Autre fait allant dans le sens de notre hypothèse : le Southfarthing est également la région dans laquelle nos petits amis cultivent leur herbe à pipe. Or, le tabac (les analyses du génome de l’herbe à pipe on montré que les deux plantes ont un ancêtre commun), depuis le XVIIème siècle, est cultivé en France essentiellement sur les rives du Lot et de la Garonne, régions produisant le Cahors et le Madiran… Et d’ailleurs Merry et Pippin, dans la reconstitution historique rigoureusement exacte de Peter Jackson, traversent des champs de maïs, plante importée à peu près à la même époque dans le Sud-Ouest.
Le retour du Roi
Revenons à notre herbe à pipe, sachant qu’elle ne pousse pas naturellement dans la Comté, d’après l’auteur, mais qu’elle se trouve à l’état naturel en Gondor et plus au sud, on peut estimer que les héritiers de Numénor ont su choisir des terres pouvant accueillir la vigne. D’ailleurs, l’essentiel du climat gondoréen, au moins sur la côte, se rapproche de notre climat méditerranéen, favorable à la culture de la vigne… D’après les vestiges architecturaux des cités gondoréennes connues telles la blanche Minas Tirith ou le port marchand de Pelargir, et la maîtrise avérée des héritiers de Numénor de la mer au troisième âge, nous pouvons presque certainement envisager que l’Intendant du Gondor, qui cela étant ne sait absolument pas se tenir à table, se fait servir un vin de vernaccia (malvoisie italienne, cépage proche du grenache Espagnol).
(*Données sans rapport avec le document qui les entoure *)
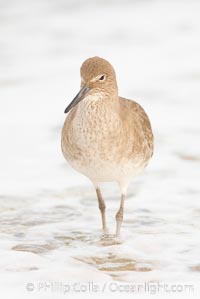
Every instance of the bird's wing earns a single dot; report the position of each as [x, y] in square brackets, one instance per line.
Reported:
[138, 126]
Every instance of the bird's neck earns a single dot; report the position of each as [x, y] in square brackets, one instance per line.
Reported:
[97, 109]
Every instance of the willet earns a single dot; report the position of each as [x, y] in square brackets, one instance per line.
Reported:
[106, 137]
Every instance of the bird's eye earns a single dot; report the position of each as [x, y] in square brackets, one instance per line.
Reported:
[102, 78]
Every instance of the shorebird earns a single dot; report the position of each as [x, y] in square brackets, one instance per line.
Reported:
[106, 137]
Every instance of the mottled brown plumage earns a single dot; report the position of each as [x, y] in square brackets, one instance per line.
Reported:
[106, 137]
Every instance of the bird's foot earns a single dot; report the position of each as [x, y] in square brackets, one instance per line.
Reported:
[108, 239]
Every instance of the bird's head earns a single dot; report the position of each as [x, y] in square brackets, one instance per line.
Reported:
[97, 78]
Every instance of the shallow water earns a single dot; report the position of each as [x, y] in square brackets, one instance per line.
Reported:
[50, 225]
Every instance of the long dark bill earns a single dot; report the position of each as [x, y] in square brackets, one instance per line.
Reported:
[80, 96]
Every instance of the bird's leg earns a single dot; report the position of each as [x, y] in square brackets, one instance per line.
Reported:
[119, 216]
[102, 208]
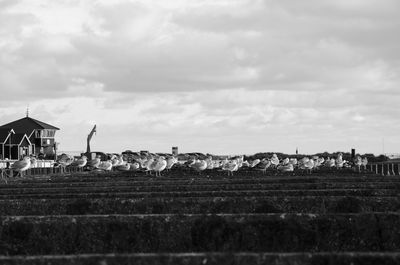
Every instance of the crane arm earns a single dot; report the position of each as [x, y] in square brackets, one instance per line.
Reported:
[90, 138]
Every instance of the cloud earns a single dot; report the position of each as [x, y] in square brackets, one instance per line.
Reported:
[262, 74]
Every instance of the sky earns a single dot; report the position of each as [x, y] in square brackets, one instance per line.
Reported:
[212, 76]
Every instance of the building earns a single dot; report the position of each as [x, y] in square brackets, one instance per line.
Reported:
[27, 136]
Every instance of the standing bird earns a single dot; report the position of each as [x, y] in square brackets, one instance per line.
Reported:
[274, 160]
[364, 163]
[105, 165]
[63, 161]
[339, 161]
[79, 163]
[286, 168]
[254, 163]
[263, 165]
[94, 163]
[123, 167]
[21, 165]
[231, 166]
[171, 161]
[358, 162]
[160, 165]
[198, 165]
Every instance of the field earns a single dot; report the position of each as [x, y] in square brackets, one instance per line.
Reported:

C’était très certainement un cru proche de ceux de Cinqueterre, vignobles italiens escarpés de la côte ligure, réputés lorsque Venise dominait le commerce méditerranéen : des vins riches et concentrés, car produits majoritairement à partir de raisins secs… Malheureusement, nous manquons encore de données sur la viticulture gondoréenne du troisième âge pour connaître les différents crus avec précision.
La pauvreté des ressources bibliographiques sur le sujet, la place prépondérante donnée à certains auteurs (de quel droit JRR Tolkien c’est-il approprié le sujet ?), le manque de distance critique sur ce qui fait pourtant partie de l’histoire des peuples anciens, sont des limites à notre investigation ; mais gageons que les récentes découvertes archéologiques qui permettent de situer avec certitude la Terre du Milieu en Nouvelle-Zélande nous permettront d’affiner, à l’avenir, notre connaissance des vins de ces contrées oubliées…
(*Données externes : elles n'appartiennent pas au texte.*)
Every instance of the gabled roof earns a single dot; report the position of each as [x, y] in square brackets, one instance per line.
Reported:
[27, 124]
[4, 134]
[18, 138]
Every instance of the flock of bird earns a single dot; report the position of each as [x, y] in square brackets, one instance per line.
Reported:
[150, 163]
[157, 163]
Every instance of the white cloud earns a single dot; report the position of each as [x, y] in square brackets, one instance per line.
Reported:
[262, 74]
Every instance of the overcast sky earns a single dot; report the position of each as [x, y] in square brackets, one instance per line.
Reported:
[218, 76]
Par ailleurs, pour une histoire édifiante du vin, n’hésitez pas à lire l’indispensable ouvrage d’Hugh Johnson : « Une histoire mondiale du vin de l’Antiquité à nos jours ». Les recherches de références au vin dans les ouvrages de Tolkien sont faite grâce à Google Book, nous serons preneurs de toute information ayant pu échapper à notre sagacité avinée.